Jacob Recommends Stuff Part II

Photo: kaneda99, Flickr Creative Commons

If you read this blog, you already know I fully endorse running and cycling as hobbies. You also probably know that I fully endorse RunKeeper to help keep track of those endeavors. Part of what I like about RunKeeper and sites like it is the way they make use of incentives to encourage you, much in the way many social networking sites use virtual trophies and prizes, to keep you coming back and using the site. RunKeeper keeps track of your personal records and allows you to link to social networking sites to brag about your bests. MapMyRide has corporately-sponsored challenges in which you can compete for prizes. RunKeeper, I've heard, will actually e-mail you if you go too long without tracking an activity to see if you're taking a break. I don't think you're actually supposed to answer that question, but it is a good way to gently remind you to stop being a fat ass and get your butt in gear. Some of us need that. (I've never gotten this e-mail, by the way, but I've seen mention of it on the Internets.)

Related to this is a site called Earndit. Now, I'm not fully ready to endorse Earndit at this point, but I thought I'd mention it. Earndit links up with your RunKeeper account (or one of several other fitness tracking sites) and gives you points for your various exercises. You can later trade in these points for rewards, mostly gift cards to various fitness or fashion stores. My main reservation at this point (I haven't cashed in any points yet) is that almost all of the rewards seem to require you to purchase something you may not have purchased otherwise just to use the giftcard. Sometimes it's a buy-one-get-one-free offer. Sometimes it's a $50 credit for a store where the cheapest thing on offer is basically $70. True, they're good deals, but if you're not looking for looking for a dress shirt or two boxes of recovery supplements, you're not really winning anything. Despite this, I mention Earndit because, frankly, anything you can use to increase your motivation is a good thing. I will support anything that increases your motivation to get out and move. Well, maybe not chemical stimulants. Like meth. I do not support methamphetamines.

Seriously, don't do meth.

Plus3Network, on the other hand, I recommend without reservation. On this site, you can sign up with a corporate sponsor and a cause and the sponsor agrees to donate, walk-a-thon style, a certain amount of money for every exercise you log with the site. To be fair, you're not going to raise mind-blowing amounts of money, but that doesn't really matter to me. I'm already doing these workouts. The fact that my last 4-mile run only earned 14 cents doesn't matter. The fact that since I started in June I've only raised $17.76 for my cause doesn't matter. What does matter is that my workouts mean something more than just what they mean to me personally. I'm actually doing something good for someone else instead of just my waistline. I have no qualms supporting that and recommending it to others. Oh, and I actually log my exercises as a part of Team Fatty, a group that currently consists of 681 people, and we've already raised over $1,000 for our cause just this month. Your little bit really adds up when you're not the only one logging your workouts.

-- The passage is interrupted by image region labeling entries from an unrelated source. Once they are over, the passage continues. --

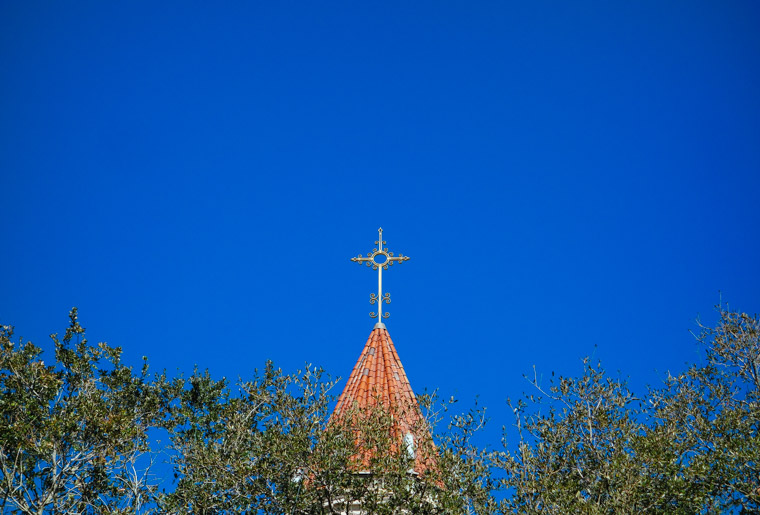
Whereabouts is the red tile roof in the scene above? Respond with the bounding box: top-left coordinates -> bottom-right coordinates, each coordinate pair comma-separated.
332,324 -> 430,472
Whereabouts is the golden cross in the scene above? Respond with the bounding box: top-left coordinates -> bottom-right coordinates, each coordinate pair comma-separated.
351,227 -> 409,318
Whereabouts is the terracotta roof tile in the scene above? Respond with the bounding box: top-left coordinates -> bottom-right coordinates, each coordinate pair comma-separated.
332,327 -> 430,472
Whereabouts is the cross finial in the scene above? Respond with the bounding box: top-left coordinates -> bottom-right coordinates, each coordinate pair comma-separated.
351,227 -> 409,318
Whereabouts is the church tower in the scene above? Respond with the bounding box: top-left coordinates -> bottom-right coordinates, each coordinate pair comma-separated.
332,228 -> 430,474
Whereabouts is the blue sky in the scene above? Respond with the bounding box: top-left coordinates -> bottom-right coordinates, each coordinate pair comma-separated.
0,1 -> 760,440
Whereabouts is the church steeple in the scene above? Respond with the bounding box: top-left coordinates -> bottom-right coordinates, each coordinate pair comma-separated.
332,228 -> 430,473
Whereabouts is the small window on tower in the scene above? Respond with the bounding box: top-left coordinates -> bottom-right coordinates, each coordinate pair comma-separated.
404,433 -> 416,459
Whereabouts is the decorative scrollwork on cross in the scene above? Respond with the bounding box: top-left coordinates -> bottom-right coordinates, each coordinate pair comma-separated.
351,227 -> 409,318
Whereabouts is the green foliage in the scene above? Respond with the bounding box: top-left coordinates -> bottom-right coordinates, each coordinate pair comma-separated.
0,306 -> 760,515
0,309 -> 168,513
499,306 -> 760,513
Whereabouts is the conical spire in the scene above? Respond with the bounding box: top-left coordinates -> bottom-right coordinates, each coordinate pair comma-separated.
333,323 -> 417,422
332,323 -> 434,473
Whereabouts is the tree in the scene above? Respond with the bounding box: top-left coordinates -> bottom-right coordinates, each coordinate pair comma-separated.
161,363 -> 495,514
0,309 -> 168,514
499,305 -> 760,513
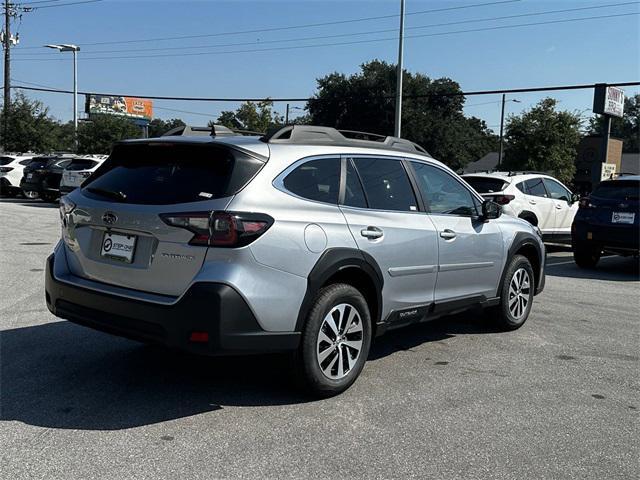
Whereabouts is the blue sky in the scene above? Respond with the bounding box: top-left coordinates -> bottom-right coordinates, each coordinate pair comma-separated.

That's not to say that the site is perfect. Some of the returns for the various exercises they let you log are a little unequal. For example, if I run for about an hour, I'm going to be much more tired and have gone much farther than if I did the elliptical for the same length of time, and yet I raise more money with the elliptical. Also, I really wish that RunKeeper or some other smartphone app would ally with Plus3Network. Currently, only Garmin Communicator can automatically upload your GPS-tracked activities. I'm not going out to buy a Garmin GPS for my biking and runs when my Droid does the job perfectly well with RunKeeper already. But these are all minor complaints and my recommendation still stands without reservation.

1 comment:

Julie said...

Definitely don't do meth. The anti-meth billboards around town really creep me out.

I think the rewards are a great idea. Everyone likes to reward themselves for doing something good. You get to get that crazy expensive fitness item you wanted and not feel like a complete jerk because you only spent $30 instead of $80. Win/win.